Supersonic Laser-Propelled Rockets

The effectiveness of current laser-propulsion techniques is limited by the instability of supersonic gas flow, caused by shock waves that “choke” the inlet of the nozzle, reducing thrust. Those effects can be reduced with the help of laser ablation, redirecting the plasma plume so that it flows close to the interior walls of a supersonic nozzle and significantly improving the overall thrust. Credit: Y.Rezunkov/IOIE
The effectiveness of current laser-propulsion techniques is limited by the instability of supersonic gas flow, caused by shock waves that “choke” the inlet of the nozzle, reducing thrust. Those effects can be reduced with the help of laser ablation, redirecting the plasma plume so that it flows close to the interior walls of a supersonic nozzle and significantly improving the overall thrust.
Credit: Y.Rezunkov/IOIE

New hybrid approach may help power rockets, launch satellites, enable future aircraft to exceed Mach 10

Scientists and science fiction writers alike have dreamt of aircrafts that are propelled by beams of light rather than conventional fuels. Now, a new method for improving the thrust generated by such laser-propulsion systems may bring them one step closer to practical use.

The method, developed by physicists Yuri Rezunkov of the Institute of Optoelectronic Instrument Engineering, Russia and Alexander Schmidt of the Ioffe Physical Technical Institute in Saint Petersburg, Russia is described today in The Optical Society’s (OSA) journal Applied Optics.

Currently, the maximum speed of a spacecraft is limited by the amount of solid or liquid fuel that it can carry. Achieving higher speeds means that more fuel must be burned—fuel that, inconveniently, has to be carried by the craft and hefted into space. These burdensome loads can be reduced, however, if a laser—one located at a remote location, and not actually on the spacecraft—were used to provide additional propulsive force.

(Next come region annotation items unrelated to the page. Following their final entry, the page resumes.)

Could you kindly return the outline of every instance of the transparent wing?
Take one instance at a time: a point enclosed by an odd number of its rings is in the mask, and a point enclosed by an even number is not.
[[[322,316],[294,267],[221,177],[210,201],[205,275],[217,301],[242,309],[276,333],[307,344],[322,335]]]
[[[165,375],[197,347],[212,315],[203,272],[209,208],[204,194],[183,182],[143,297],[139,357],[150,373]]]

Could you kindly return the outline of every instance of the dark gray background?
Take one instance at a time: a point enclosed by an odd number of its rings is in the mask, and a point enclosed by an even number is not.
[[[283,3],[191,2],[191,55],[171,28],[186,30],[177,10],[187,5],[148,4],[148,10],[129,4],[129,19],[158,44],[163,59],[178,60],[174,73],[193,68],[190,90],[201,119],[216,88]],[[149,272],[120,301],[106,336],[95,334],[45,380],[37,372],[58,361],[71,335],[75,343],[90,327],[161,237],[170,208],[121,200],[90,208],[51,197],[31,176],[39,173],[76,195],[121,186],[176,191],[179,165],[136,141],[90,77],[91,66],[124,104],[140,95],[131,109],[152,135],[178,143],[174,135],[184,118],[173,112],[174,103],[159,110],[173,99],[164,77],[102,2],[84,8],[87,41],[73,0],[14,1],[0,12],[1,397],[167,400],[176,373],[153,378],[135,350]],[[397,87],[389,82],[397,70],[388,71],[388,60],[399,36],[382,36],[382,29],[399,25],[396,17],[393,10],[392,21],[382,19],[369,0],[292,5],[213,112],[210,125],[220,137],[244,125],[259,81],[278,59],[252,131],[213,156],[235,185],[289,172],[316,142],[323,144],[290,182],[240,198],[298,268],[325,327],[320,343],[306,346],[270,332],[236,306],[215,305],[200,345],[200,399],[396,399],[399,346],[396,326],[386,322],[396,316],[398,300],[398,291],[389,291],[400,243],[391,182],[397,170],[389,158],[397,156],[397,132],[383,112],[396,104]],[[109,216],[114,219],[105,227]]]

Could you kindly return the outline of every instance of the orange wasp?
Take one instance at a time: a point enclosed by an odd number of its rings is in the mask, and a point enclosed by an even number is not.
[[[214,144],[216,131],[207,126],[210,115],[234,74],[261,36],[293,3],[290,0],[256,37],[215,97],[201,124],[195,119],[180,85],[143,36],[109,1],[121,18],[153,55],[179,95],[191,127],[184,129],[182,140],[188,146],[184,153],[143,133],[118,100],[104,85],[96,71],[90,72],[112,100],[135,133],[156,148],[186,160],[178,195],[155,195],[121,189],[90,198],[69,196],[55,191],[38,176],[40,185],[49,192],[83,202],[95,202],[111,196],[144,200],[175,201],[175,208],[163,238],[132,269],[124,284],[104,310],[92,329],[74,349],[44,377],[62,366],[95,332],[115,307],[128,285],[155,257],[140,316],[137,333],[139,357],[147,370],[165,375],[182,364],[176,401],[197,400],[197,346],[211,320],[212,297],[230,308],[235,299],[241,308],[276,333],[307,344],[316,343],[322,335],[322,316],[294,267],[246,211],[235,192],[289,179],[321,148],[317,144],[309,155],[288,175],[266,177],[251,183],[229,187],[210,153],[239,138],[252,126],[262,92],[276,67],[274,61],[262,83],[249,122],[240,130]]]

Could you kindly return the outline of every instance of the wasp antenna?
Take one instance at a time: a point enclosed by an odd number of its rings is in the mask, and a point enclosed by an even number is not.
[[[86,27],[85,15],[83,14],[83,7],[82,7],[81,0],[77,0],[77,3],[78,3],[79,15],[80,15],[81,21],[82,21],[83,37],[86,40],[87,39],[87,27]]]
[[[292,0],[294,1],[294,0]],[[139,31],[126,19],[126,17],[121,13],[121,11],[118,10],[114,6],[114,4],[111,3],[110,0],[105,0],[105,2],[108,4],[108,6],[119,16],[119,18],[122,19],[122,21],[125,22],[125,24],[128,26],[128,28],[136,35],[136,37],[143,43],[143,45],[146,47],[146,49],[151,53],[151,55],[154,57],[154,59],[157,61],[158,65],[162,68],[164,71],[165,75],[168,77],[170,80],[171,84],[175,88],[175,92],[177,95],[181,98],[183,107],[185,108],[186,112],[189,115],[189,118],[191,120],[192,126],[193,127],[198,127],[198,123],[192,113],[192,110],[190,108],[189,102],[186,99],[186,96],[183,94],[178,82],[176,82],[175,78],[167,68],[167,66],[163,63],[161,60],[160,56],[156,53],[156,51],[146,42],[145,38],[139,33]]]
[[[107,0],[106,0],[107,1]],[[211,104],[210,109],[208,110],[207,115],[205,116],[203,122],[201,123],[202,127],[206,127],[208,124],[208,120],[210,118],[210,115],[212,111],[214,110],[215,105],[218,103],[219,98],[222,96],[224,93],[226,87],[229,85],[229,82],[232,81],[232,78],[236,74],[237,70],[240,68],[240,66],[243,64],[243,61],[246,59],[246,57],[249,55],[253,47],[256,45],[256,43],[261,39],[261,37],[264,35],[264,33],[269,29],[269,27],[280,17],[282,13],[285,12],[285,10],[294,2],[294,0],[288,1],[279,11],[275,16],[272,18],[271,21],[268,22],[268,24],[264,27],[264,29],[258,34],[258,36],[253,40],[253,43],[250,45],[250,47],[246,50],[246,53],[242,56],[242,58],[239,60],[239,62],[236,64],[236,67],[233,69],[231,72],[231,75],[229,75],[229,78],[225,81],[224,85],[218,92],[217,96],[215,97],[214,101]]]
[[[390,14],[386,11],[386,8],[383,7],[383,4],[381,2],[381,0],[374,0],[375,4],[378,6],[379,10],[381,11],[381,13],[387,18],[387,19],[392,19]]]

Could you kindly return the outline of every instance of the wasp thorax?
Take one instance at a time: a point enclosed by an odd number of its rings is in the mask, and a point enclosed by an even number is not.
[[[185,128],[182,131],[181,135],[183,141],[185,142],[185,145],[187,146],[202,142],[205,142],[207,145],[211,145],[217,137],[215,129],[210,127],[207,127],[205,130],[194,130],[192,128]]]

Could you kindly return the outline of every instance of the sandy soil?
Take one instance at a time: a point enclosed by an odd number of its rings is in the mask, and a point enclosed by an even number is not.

A number of systems have been proposed that can produce such laser propulsion. One of the most promising involves a process called laser ablation, in which a pulsed laser beam strikes a surface, heats it up, and burns off material to create what is known as a plasma plume—a column of charged particles that flow off the surface. The outflowing of that plasma plume—essentially, exhaust—generates additional thrust to propel the craft.

In their Applied Optics paper, Rezunkov and Schmidt describe a new system that integrates a laser-ablation propulsion system with the gas blasting nozzles of a spacecraft. Combining the two systems, the researchers found, can increase the speed of the gas flow out of the system to supersonic speeds while reducing the amount of burned fuel.